Alicia Swain Spotlight
Alicia Swain credits Dr. Chao-Yang Lee, CSD's undergraduate education coordinator and director of studies for the Honors Tutorial College, with guiding her to numerous opportunities. Dr. Lee served as advisor on a research project on acoustics and pronunciation that earned Swain a CHSP Student Funding Research Grant and a 2015 Dean's Recognition Award for Research.
Alicia Swain: uncharted paths to success
Like Robert Frost's "The Road Not Taken," Alicia Swain's academic career came to a point where "two roads diverged in a yellow wood." For Alicia, the road not taken was the University of Akron, where she was accepted to study accounting. After Alicia's father suffered a stroke, she chose instead to attend Ohio University-Zanesville-a little closer to home-so she could help her family.
Accompanying her father to therapy kindled Alicia's interest in speech and communication disorders, but it was Willa Marie Jackson, Alicia's academic adviser at OU-Z, who actually steered her toward her current major.
"I saw how much the therapists helped my dad, and I really wanted to become involved in that. So I mentioned it to my adviser and she said, 'You know, they have a program at the Athens campus.'"
The transfer was seamless.
"All my transcripts read 'Ohio University,'' Alicia noted, "which is so convenient when you are applying to grad schools because you only have to submit one transcript." Alicia had already taken online speech science and language development classes while at OU-Z before transferring to the Athens campus.
"I just fell in love with speech science. But when I got to the Athens campus, I realized that you really can't do [what I was hoping to do] with an undergraduate degree. So I got involved with OPIE's Speech Processing Lab, with the Study Abroad, and with TOEFL (Teaching English as a Second Language)."

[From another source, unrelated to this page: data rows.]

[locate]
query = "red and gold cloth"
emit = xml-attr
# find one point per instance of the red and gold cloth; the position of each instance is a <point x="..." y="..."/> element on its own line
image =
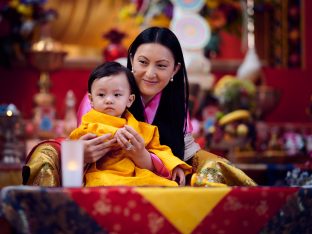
<point x="159" y="209"/>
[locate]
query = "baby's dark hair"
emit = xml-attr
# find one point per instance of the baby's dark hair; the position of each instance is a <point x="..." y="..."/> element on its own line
<point x="112" y="68"/>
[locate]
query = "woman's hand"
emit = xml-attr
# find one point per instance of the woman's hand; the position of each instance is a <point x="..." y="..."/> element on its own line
<point x="178" y="173"/>
<point x="95" y="147"/>
<point x="134" y="146"/>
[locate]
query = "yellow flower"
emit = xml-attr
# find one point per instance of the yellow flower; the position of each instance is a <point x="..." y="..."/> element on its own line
<point x="222" y="83"/>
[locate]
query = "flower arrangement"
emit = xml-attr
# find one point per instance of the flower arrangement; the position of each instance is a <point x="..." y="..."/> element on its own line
<point x="19" y="21"/>
<point x="220" y="15"/>
<point x="234" y="94"/>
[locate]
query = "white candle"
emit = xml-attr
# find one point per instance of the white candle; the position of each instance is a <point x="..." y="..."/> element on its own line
<point x="72" y="163"/>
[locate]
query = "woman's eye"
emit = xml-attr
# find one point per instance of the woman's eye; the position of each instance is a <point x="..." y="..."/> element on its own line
<point x="162" y="66"/>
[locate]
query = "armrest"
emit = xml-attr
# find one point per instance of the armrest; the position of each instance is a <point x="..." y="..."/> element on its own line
<point x="43" y="164"/>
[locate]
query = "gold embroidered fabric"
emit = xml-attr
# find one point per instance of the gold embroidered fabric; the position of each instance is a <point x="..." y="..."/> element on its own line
<point x="42" y="168"/>
<point x="211" y="170"/>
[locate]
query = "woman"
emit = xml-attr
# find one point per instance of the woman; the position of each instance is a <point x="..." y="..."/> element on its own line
<point x="155" y="57"/>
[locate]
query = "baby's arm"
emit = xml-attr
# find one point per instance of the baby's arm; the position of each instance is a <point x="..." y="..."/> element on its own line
<point x="134" y="146"/>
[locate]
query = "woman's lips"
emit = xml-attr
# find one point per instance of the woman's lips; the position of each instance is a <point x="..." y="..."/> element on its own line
<point x="150" y="82"/>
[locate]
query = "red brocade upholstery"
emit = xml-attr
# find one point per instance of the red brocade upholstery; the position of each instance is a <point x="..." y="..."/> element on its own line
<point x="158" y="209"/>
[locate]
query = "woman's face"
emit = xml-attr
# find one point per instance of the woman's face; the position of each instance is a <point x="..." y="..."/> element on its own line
<point x="153" y="66"/>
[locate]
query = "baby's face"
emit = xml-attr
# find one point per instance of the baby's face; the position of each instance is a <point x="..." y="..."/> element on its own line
<point x="111" y="94"/>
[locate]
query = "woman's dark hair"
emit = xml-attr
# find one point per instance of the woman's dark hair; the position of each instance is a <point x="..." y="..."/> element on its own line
<point x="171" y="115"/>
<point x="113" y="68"/>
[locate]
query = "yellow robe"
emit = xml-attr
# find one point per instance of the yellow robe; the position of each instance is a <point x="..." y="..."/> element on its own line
<point x="116" y="168"/>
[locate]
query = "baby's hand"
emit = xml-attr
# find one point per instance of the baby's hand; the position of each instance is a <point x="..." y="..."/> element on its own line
<point x="178" y="172"/>
<point x="130" y="140"/>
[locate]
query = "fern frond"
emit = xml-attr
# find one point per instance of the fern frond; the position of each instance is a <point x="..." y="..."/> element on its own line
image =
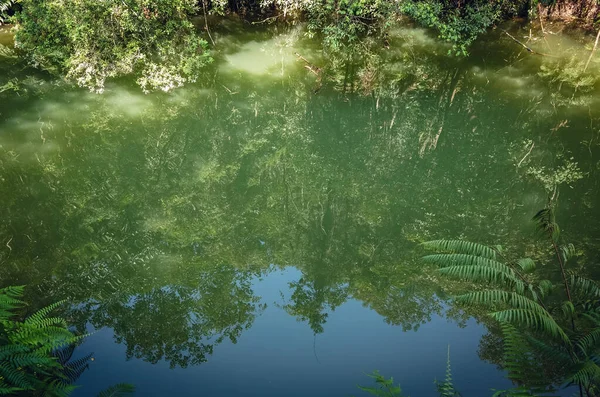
<point x="515" y="348"/>
<point x="567" y="252"/>
<point x="461" y="247"/>
<point x="15" y="376"/>
<point x="13" y="291"/>
<point x="446" y="388"/>
<point x="31" y="360"/>
<point x="74" y="369"/>
<point x="11" y="349"/>
<point x="567" y="308"/>
<point x="494" y="297"/>
<point x="585" y="373"/>
<point x="58" y="388"/>
<point x="556" y="354"/>
<point x="474" y="268"/>
<point x="36" y="318"/>
<point x="589" y="341"/>
<point x="526" y="264"/>
<point x="533" y="319"/>
<point x="546" y="223"/>
<point x="9" y="391"/>
<point x="545" y="287"/>
<point x="118" y="390"/>
<point x="584" y="285"/>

Alicia's first study abroad experience took her to Costa Rica, where she studied public health. This past year, she signed up for Ecuador, where she completed a five-week intensive TOEFL certification program. All of these experiences culminated recently in Alicia's selection for a 2015-16 Fulbright U.S. Student Program Award to Turkey-the first OHIO Fulbright student to visit that country-where next year she will teach English as a second language.
After completing her Fulbright commitment in Turkey, Swain, who graduates this spring with a B.S. in communication sciences and disorders and a B.A. in psychology, will return to OHIO to complete the graduate program in speech language pathology. After that, she said, "I honestly don't know what I will do. I love traveling, but then again I love Ohio. But things can always change-like they changed for me when I went from accounting to speech sciences."
And that openness to change, as Frost wrote, "has made all the difference."